Alors une question se pose: si l'Etat lui même n'est plus en mesure de maîtriser son administration, s'il en vient à jouer les arbitres de ses propres décisions, alors nous sommes en droit de nous inquiéter sur le mot démocratie. Face à la posture autiste de certains fonctionnaires qui se réfugient derrière des textes abscons, il ne reste plus grande marge de manœuvre au citoyen désemparé sinon le rendez vous bienveillant avec son élu ou son parlementaire. En désespoir de cause, il pourra toujours alerter l'opinion publique par voie de presse. Certains en viennent à la solution extrême comme la grève de la faim ou, plus dramatique, comme cet architecte qui s'est tiré une balle dans la tête sur le parvis de l'hôtel des Impôts à Créteil en janvier dernier.
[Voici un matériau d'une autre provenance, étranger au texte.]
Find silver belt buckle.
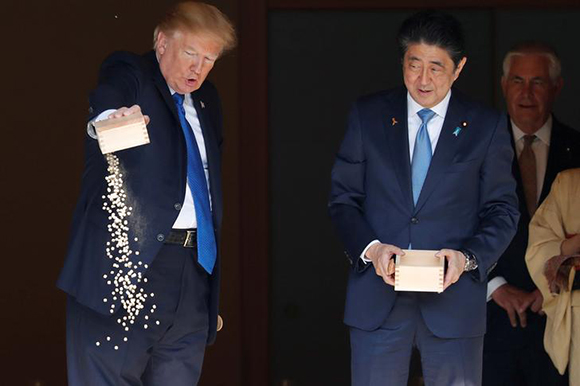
[183,231,195,248]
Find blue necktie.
[173,93,217,274]
[411,109,435,205]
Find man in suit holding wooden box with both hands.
[329,11,519,386]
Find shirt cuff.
[487,276,507,302]
[360,240,380,264]
[87,109,117,139]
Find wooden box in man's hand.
[395,250,445,292]
[94,113,149,154]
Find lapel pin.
[453,121,467,137]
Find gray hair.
[503,41,562,82]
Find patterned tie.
[173,93,217,274]
[518,135,538,217]
[411,109,435,205]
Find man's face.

Mais N'accablons pas trop les fonctionnaires . Ils sont les premiers otages de décrets absurdes inventés par des parlementaires qui n'en mesurent pas toujours la portée. On constate que très souvent des problèmes trouvent une issue favorable grâce à la bonne volonté d'un agent qui prend sur lui de faire une entorse à un texte pour arranger les choses. C'est notamment le cas des services fiscaux dont les agents font souvent preuve de compréhension , même si le contribuable est en faute.
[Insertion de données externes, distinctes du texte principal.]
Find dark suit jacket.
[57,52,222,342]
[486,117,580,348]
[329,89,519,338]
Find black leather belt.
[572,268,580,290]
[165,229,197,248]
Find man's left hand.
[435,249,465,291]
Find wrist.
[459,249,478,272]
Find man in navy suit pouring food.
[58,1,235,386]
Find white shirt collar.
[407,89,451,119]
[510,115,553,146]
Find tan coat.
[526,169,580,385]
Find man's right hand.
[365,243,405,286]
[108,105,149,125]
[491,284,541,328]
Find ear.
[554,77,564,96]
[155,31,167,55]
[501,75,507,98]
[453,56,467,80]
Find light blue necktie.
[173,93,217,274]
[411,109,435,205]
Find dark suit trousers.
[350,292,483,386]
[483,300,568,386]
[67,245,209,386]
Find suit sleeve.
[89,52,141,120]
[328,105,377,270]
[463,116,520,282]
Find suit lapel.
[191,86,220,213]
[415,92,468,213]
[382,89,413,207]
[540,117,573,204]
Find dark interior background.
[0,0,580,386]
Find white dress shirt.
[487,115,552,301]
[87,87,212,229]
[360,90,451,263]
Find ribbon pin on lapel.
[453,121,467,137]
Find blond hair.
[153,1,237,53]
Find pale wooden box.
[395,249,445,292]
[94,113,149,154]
Malheureusement , ce sont des cas isolés; la plupart du temps, le citoyen est broyé par une machine qui ne pense pas. Comme le chantait Jacques Brel: " Chez ces gens là monsieur, on ne pense pas". Pourtant les français ne sont pas fâchés avec leur administration. Pour preuve, un récent sondage indique que 60% des jeunes aspirent à devenir fonctionnaires. Une réaction due à la crise sans doute; les avis étaient différents dans les années 1960.
Courage fuyons...
Pas étonnant dans ces conditions de constater l'expatriation et la délocalisation des PME PMI, ce qui ne semble pas interpeler les gouvernements successifs, depuis ces trente dernières années, lesquels tournicotent et feignent d'en ignorer le problème . Il va bien falloir pourtant qu'ils fassent preuve de courage et d'honnêteté en dépoussièrant l'administration française vieille de trois cent ans, bien éloignée du citoyen. A mon niveau, j'ai mis depuis longtemps un cahier de doléances à la disposition des habitants de ma commune pour connaitre et résoudre les questions locales. Le département favorise également la relation directe avec le citoyen mais plus vous vous élevez vers la haute administration plus cela devient difficile; on peut le comprendre. Les tribunaux administratifs prennent alors toutes leur importance. Et ce n'est pas Le mouvement que vient de lancer Nicolas Sarkozy avec sa reforme territoriale jacobine qui va arranger les choses. La centralisation politique s'accompagne toujours d'une concentration administrative qui ne compense pas pour autant la perte de proximité des élus. A coup sûr la ruralité et le département de la Manche ne sortiront pas indemnes de cette reforme .
"La démocratie des champs" aura tôt fait de devenir de l'histoire ancienne si nous n'y prenons garde. Les élections sénatoriales ont été un avertissement, déjà oublié. Les présidentielles et les législatives mettront certainement une grande partie de la France à gauche... Aura-t-elle suffisamment d'audace pour réformer l'administration? Probablement pas; ce n'est pas dans ses mœurs . Une chose est certaine, nous risquons l'embonpoint et la fuite des plus téméraires vers l'étranger.
Ne nous égarons pas toutefois dans l'intransigeance ; c'est aussi, parfois un grand plaisir pour un élu de travailler en duo avec des administratifs qui nous apportent clairvoyance et compétence pour etre à l'écoute de nos concitoyens et répondre a leurs attentes. mais quoiqu'il en soit, l'administration restera le bouc émissaire d'un citoyen soumis à ses propres difficultés liées inévitablement aux decisions du pouvoir en place. L'alternance a de beaux jours devant elle, car si l'administration est un bon fusible pour l'Etat, nul n'est aveugle sur les responsabilités.
"Les bons patrons font les bons employés" dit-on.